Under the Organisation of Working Time Act 1997 every single employee in Ireland has a legal entitlement to breaks during their working day (or night) and is entitled to have clearly defined rest periods between their working days/nights.


Under the Organisation of Working Time Act, 1997 a rest period is defined as any time that is not ‘working time’.

In general, an employee is entitled to a 15 minute break after the completion of 4.5 hours of work. If the employee is working a shift of 6 hours then he or she is entitled to a 30 minute break (the first break of 15 minutes can be included in this 30 minute break allocation).

The employer is not obliged to pay employees for these break periods and they are not included when counting the total amount of time that the employee has worked.

The regulations vary slightly for different categories of employees – for instance, shop employees who work more than 6 hours at a time are entitled to a break of one consecutive hour between the hours of 11:30 and 14:30 if they are scheduled to be in the workplace during that time.

Employees are entitled to 11 consecutive hours of rest in a 24 hour period – on top of this, an employee should receive 24 consecutive rest hours in every 7 day period and this 24 hour allocation should follow an 11 hour rest period.


Where an employer does not give his or her employee a full 24 hour consecutive rest period throughout the course of one week he or she must give two of these 24 hour rest periods in the following week.  This rest period, unless otherwise stated, should include a Sunday.

Not all employees are governed by the break and rest period rules described above. Members of An Garda Síochána, The Defence Forces and employees who manage their own working hours are exempt.  Family employees on farms or in private homes are also excluded from the Organisation of Working Time Act, 1997 directives.

The working terms and conditions for people under the age of 18 differ from those listed here. They are regulated by the Protection of Young Persons (Employment) Act, 1996.

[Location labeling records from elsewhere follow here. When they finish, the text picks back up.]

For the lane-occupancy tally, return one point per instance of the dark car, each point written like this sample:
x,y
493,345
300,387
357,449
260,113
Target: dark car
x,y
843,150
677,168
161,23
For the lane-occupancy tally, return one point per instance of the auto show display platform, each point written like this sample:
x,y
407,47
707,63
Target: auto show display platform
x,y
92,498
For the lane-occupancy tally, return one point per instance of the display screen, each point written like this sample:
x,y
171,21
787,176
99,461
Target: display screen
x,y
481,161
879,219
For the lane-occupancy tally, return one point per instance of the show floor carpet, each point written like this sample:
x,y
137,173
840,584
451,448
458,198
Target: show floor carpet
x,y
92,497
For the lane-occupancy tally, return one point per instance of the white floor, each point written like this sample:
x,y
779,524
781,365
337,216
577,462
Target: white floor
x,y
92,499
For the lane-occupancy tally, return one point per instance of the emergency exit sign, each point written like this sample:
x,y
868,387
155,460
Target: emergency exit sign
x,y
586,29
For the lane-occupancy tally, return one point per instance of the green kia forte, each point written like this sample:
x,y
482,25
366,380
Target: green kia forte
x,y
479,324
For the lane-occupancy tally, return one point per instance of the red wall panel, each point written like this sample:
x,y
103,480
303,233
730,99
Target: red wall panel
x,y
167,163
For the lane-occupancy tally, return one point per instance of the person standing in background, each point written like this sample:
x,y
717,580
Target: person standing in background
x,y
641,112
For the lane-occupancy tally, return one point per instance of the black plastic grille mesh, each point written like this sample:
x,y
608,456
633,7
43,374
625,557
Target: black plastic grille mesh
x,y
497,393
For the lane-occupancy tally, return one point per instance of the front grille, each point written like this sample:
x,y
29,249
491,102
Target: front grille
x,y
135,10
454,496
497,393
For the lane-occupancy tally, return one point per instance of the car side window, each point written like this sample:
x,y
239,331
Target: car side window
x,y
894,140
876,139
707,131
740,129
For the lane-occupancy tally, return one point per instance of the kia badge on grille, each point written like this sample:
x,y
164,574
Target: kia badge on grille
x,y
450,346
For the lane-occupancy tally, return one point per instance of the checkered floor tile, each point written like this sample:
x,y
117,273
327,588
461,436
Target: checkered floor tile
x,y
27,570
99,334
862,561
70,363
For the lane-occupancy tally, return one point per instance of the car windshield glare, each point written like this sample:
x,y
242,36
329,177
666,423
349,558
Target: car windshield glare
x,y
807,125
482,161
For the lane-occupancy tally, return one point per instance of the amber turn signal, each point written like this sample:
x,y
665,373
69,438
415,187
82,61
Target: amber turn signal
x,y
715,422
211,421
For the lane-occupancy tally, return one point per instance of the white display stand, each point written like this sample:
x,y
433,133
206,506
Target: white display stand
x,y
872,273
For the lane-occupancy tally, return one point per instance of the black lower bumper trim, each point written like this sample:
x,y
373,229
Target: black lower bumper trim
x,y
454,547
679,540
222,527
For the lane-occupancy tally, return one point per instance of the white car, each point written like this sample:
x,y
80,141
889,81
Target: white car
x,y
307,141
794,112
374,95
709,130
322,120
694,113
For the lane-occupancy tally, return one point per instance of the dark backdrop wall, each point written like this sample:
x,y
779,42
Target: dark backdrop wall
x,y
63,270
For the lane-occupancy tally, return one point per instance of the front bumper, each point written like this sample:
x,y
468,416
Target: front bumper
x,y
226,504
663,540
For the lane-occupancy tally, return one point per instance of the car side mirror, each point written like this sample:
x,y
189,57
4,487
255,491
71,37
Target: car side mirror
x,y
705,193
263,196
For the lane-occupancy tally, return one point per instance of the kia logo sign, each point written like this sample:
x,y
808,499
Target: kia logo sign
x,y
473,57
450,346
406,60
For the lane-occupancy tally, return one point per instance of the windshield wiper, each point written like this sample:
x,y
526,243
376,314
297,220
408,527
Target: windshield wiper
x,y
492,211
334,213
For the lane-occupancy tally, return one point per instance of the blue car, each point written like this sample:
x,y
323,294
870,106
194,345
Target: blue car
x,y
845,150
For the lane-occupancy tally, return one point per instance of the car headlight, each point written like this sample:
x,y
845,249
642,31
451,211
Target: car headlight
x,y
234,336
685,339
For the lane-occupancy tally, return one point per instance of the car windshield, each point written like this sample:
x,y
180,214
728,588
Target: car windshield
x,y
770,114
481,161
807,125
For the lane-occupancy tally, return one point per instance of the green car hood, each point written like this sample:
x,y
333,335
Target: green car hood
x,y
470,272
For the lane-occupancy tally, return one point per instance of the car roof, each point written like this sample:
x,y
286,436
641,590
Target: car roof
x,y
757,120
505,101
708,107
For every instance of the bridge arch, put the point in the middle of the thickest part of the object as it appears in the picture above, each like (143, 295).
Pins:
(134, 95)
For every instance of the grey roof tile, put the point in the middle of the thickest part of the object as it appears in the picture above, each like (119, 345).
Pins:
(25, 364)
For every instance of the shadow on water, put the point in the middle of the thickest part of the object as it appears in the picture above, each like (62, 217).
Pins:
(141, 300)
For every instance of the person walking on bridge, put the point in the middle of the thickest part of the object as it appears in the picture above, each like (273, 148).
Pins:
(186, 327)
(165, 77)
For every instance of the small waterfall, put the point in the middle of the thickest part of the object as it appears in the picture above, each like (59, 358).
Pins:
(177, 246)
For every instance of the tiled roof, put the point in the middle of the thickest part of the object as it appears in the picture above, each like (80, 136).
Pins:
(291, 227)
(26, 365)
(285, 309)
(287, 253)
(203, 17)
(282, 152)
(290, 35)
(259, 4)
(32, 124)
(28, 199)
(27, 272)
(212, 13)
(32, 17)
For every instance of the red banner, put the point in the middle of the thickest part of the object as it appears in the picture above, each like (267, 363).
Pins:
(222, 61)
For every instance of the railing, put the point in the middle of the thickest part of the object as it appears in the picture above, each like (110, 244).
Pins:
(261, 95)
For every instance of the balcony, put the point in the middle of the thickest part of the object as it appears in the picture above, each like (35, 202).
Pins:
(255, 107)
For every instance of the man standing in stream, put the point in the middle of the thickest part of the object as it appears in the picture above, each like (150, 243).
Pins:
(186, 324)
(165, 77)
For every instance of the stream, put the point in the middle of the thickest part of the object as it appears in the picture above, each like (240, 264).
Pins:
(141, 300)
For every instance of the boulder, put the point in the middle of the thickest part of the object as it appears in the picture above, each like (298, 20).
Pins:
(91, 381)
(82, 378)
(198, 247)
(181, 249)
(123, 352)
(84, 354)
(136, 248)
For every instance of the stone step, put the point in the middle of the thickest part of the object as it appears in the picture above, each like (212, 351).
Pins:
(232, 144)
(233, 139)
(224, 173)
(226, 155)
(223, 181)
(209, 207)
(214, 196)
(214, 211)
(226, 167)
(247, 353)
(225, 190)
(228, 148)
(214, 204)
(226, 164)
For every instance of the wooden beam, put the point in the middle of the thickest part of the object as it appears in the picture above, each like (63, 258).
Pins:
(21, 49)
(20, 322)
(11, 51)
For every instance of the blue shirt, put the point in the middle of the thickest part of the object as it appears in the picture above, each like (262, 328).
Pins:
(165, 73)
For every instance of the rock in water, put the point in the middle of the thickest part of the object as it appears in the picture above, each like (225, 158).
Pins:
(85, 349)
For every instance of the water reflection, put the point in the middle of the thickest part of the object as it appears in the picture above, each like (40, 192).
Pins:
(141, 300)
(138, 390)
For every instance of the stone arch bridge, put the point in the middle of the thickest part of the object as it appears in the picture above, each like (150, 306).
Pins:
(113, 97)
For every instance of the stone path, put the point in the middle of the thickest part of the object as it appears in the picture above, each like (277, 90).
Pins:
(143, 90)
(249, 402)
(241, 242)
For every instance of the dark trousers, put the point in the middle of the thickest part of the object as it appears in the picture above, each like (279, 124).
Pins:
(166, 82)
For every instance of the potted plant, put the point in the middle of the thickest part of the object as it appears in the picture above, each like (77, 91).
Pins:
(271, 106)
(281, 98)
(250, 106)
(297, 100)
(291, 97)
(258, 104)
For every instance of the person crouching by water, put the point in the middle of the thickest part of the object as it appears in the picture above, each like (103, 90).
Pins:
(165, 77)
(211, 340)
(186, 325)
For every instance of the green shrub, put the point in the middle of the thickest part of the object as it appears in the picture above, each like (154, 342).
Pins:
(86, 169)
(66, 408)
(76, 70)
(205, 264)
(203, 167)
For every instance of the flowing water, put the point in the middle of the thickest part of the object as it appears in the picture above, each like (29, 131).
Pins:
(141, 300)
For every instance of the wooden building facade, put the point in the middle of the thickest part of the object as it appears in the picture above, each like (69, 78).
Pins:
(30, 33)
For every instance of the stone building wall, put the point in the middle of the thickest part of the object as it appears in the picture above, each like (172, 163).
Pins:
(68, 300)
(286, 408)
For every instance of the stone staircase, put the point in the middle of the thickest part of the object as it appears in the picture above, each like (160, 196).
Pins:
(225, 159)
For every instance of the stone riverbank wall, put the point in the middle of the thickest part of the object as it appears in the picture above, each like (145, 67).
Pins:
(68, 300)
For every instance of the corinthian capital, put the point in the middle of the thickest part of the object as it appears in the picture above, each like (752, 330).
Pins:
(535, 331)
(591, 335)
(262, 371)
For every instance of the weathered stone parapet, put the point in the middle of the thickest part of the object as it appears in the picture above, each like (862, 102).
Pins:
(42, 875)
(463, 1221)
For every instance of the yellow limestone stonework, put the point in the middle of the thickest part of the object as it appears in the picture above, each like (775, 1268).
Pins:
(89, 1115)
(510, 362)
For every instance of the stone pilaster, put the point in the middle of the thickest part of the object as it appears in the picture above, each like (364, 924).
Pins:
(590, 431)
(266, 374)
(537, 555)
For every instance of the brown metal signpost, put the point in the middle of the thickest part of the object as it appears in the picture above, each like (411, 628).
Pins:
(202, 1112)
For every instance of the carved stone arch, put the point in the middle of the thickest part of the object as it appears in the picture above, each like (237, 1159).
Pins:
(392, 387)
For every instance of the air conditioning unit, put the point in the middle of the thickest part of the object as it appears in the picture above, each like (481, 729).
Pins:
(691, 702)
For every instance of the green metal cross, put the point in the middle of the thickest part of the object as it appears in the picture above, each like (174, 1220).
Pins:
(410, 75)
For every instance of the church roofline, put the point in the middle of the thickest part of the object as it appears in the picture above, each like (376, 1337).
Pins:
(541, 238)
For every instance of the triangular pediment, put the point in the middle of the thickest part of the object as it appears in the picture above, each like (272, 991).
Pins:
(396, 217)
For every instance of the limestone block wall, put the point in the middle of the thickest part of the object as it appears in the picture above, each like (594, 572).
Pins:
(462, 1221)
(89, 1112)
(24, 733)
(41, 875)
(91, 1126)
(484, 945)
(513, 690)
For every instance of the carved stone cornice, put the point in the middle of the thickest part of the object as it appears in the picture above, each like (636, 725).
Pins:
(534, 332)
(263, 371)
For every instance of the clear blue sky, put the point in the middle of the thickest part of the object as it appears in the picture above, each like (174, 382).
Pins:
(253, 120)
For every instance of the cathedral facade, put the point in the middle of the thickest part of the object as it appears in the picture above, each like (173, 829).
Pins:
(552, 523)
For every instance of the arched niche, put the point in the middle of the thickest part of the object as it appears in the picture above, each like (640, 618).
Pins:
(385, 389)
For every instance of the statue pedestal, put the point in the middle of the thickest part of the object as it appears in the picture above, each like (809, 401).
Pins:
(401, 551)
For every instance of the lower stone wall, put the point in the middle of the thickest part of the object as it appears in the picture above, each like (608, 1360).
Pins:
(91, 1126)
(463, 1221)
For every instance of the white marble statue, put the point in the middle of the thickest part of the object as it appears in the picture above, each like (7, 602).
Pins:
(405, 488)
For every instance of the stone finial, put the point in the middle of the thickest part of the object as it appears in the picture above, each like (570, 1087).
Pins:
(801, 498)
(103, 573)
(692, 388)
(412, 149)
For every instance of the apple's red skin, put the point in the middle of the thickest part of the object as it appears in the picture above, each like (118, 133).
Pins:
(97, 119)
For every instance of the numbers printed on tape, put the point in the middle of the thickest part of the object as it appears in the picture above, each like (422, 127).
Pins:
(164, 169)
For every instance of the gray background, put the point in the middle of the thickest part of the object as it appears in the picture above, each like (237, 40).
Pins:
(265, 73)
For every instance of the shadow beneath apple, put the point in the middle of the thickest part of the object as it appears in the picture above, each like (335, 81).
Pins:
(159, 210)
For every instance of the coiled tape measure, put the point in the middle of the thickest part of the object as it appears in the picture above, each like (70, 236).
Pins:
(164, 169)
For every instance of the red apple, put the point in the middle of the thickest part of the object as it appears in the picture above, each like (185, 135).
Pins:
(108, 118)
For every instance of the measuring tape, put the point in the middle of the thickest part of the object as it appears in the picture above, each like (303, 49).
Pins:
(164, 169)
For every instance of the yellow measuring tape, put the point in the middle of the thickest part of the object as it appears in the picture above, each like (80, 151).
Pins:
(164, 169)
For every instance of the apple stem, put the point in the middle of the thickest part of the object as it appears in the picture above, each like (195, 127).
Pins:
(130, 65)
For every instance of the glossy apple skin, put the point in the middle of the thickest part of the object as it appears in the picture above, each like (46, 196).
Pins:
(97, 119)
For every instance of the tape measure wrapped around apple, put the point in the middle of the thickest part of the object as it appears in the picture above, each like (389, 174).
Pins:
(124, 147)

In exceptional circumstances or emergencies an employer is exempt from providing the above mentioned rest periods but only where he or she provides equivalent compensatory rest. Where the rest period is postponed the employer must allow the employee to take the compensatory rest within a reasonable period of time. Employees working in transport activities or certain categories of civil protection services are exempt from the statutory break regulations specified above (the equivalent compensatory rest rules do not apply for these employees).

Employers should be aware that employees have 6 months to make a complaint regarding breaks and rest periods in the workplace (in extreme circumstances this period can be extended to 12 months).